The wal_checkpoint pragma returns a single row with three integer columns. The first column is usually 0 but will be 1 if a RESTART or FULL or TRUNCATE checkpoint was blocked from completing, for example because another thread or process was actively using the database. In other words, the first column is 0 if the equivalent call to sqlite3_wal_checkpoint_v2() would have returned SQLITE_OK or 1 if the equivalent call would have returned SQLITE_BUSY. The second column is the number of modified pages that have been written to the write-ahead log file. The third column is the number of pages in the write-ahead log file that have been successfully moved back into the database file at the conclusion of the checkpoint. The second and third column are -1 if there is no write-ahead log, for example if this pragma is invoked on a database connection that is not in WAL mode.

  1. we’re still using the auto checkpointer which might interfere with our RESTART checkpoint as mentioned earlier: SQLite User Forum: PRAGMA wal_checkpoint(RESTART) unexpectedly returning SQLITE_BUSY immediately

  2. We could replace the update point logic and check the size of the WAL file instead if that’s not too costly.

This might explain why @terry still has problems with a gargantuan WAL file despite running beta 4.

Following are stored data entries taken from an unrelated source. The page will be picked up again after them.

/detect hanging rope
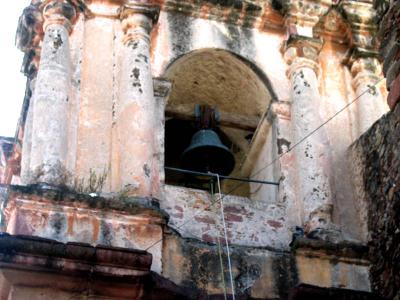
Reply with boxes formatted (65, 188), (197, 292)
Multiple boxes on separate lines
(211, 180), (228, 300)
(216, 173), (236, 300)
(144, 78), (385, 254)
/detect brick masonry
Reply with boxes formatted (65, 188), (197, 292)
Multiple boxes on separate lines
(163, 185), (291, 249)
(375, 0), (400, 110)
(349, 104), (400, 300)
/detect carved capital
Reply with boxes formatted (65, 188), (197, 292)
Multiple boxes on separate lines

So, I ignored the return values because I didn’t fully understand them and they didn’t seem actionable :stuck_out_tongue: but I can understand the part about auto checkpoints blocking manual checkpoints and neither progressing, except I thought auto checkpoints happened as part of the transaction commit and that is guaranteed to not be at the same time as our manual checkpoint…

Turning off auto checkpoints seems like a net loss since then we’re down to only managing it ourselves, and for small setups I suspect we’re guaranteed to let the wal grow larger than it needs to be.

We can try it though and see what happens, it should be a fairly easy change.